Deux ans plus tard, Edward Jenner publie ses résultats et nomme son procédé la vaccine d’après le mot latin vacca, vache. Mais il est vivement critiqué. Pour l’Église, inoculer la maladie d’un animal à l’homme est un péché, comme le montre cette caricature où des cornes de vaches poussent sur la tête des patients de Jenner.

Une caricature de 1802 représentant Jenner incoculant sa vaccine à ses patients
Une caricature de 1802 représentant Jenner incoculant sa vaccine à ses patients
© Getty

Quant aux scientifiques, ils estiment que Jenner n’a pas le profil du médecin idéal.

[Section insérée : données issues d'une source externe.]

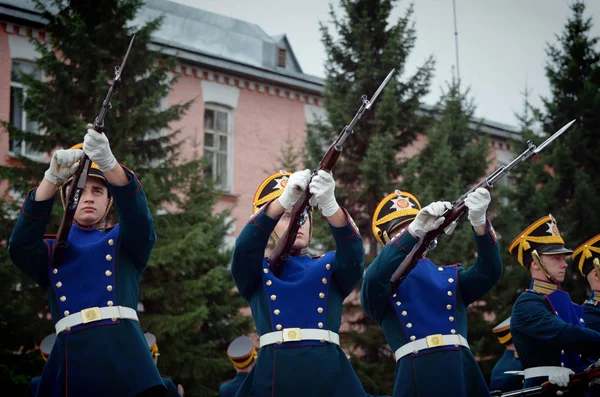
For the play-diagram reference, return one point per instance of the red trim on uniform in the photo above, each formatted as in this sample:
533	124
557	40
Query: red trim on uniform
67	371
273	376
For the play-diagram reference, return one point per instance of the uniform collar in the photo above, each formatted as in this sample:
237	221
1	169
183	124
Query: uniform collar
543	287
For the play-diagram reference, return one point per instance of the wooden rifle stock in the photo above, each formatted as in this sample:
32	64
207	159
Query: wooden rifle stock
280	253
424	243
429	241
80	176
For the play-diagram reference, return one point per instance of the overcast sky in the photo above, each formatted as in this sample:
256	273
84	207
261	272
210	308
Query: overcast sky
501	44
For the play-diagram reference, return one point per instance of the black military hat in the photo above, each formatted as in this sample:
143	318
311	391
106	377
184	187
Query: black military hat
241	352
542	236
47	345
394	210
502	332
589	256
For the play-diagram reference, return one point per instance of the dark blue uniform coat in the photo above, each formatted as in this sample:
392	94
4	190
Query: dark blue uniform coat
432	300
308	294
101	268
549	330
506	382
230	388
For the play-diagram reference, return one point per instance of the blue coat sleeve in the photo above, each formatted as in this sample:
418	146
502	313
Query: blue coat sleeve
136	225
349	261
485	272
249	252
26	247
532	317
377	288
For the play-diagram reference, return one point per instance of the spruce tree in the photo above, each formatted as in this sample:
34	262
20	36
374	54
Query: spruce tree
563	181
361	51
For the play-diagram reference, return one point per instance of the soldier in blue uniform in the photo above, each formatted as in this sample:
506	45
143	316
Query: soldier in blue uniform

C’est un personnage assez timide, il n’aime pas s’exprimer en public, il est un peu rustaud Jenner et donc ça ne l’amène pas à se faire très bien voir des grands médecins de la ville de Londres. Mais malgré tout, c’est un homme des Lumières et donc il va appliquer une recette, qui est une recette éprouvée en Europe depuis un bon siècle, qui est celle de la méthode expérimentale. Laurent-Henri Vignaud, historien des sciences

Edward Jenner persiste. Persuadé que sa vaccine fonctionne, il trouve des volontaires et la teste sur une vingtaine de personnes. Devant les succès répétés de sa méthode, la Royal Society finit par publier ses résultats et il obtint le soutien de l’État anglais :
- il reçoit des subventions publiques
- on l’aide à fonder un hôpital pour faire ses expérimentations
- le roi autorise la vaccination de tout un régiment militaire
- le prince héritier est lui-même vacciné

C’est le début d’une grande campagne de vaccination contre la variole. En près de quarante ans, la mort par variole est divisée par dix. Et quatre-vingt ans plus tard, Louis Pasteur permet d’étendre ce processus à d’autres maladies, c’est la naissance des vaccins.  

Quant à la variole, une des maladies les plus mortifères qu’ait connue l’homme, elle est finalement éradiquée en 1980, presque deux siècles après la découverte de la vaccine.